CBDCs and Financial Stability
One of the key questions is whether CBDCs would enhance or reduce risks within the world's financial system. On the positive side, faster and more transparent transactions may reduce the risk of systemic crisis. On the negative side, enhanced capital mobility could accelerate capital flight in the event of crises.
To avoid this, reserve CBDCs may need embedded controls, such as a cap on transfers by day or programmable limits triggered in times of crisis.
The advent of Central Bank Digital Currencies is a watershed moment in the history of international finance. While SDRs and fiat currencies have been the backbones of world reserves for decades, CBDCs offer one more layer of diversification—one that combines the permanence of central bank money with the creativity and velocity of digital technology.
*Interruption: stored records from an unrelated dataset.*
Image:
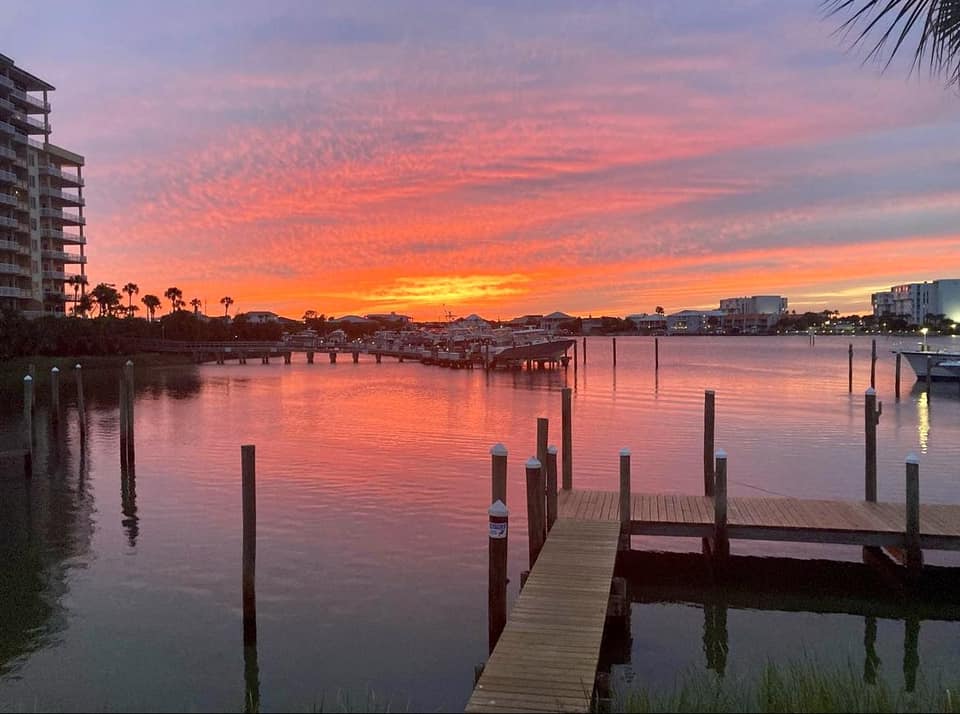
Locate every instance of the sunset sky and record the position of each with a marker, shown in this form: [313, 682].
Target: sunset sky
[495, 157]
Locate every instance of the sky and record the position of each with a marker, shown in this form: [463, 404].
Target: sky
[502, 158]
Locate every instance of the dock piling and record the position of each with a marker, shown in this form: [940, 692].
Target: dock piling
[552, 505]
[709, 423]
[566, 398]
[870, 419]
[896, 384]
[497, 578]
[721, 545]
[914, 559]
[248, 465]
[625, 501]
[55, 394]
[498, 471]
[535, 508]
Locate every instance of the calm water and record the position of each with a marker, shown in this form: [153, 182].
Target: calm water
[373, 484]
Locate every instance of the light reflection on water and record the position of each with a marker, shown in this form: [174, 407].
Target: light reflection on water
[373, 483]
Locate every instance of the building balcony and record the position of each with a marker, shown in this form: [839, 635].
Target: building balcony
[33, 104]
[14, 269]
[74, 219]
[64, 256]
[15, 292]
[66, 198]
[65, 177]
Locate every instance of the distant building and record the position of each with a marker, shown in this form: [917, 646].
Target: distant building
[755, 305]
[695, 322]
[37, 202]
[914, 301]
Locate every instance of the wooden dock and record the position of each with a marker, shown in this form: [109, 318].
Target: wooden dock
[546, 658]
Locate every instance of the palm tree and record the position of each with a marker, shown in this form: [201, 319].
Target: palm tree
[152, 302]
[131, 289]
[936, 24]
[175, 296]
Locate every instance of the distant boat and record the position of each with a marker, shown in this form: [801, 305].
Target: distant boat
[943, 365]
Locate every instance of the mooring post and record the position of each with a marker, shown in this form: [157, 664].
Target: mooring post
[850, 369]
[552, 505]
[914, 554]
[497, 580]
[498, 471]
[28, 426]
[55, 394]
[81, 410]
[709, 422]
[896, 383]
[130, 392]
[870, 418]
[566, 400]
[721, 545]
[248, 465]
[535, 508]
[625, 502]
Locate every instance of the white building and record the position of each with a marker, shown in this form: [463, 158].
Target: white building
[33, 176]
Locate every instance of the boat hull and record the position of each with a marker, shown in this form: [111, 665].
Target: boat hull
[943, 365]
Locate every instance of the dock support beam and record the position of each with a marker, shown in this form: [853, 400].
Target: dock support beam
[566, 397]
[625, 500]
[535, 508]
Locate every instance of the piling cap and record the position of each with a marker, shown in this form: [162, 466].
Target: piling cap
[499, 508]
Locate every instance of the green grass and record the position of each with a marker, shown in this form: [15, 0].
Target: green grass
[800, 687]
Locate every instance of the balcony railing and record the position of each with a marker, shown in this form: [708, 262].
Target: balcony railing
[64, 256]
[60, 195]
[65, 176]
[32, 101]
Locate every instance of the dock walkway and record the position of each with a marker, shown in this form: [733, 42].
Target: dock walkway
[546, 658]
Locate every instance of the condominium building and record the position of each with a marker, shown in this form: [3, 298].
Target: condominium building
[41, 202]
If they are properly implemented, CBDCs can reduce systemic risks, reduce the cost of transactions, and enhance the world financial system's resilience. The challenges exist, from interoperability to cybersecurity, but these are not insurmountable.
The future of reserves can as easily be hybrid—backed by a foundation of solid traditional assets, supplemented by SDRs, and propelled by the force of CBDCs. Here, digital and traditional currency can coexist, complementing each other to offer a more robust and inclusive global economy.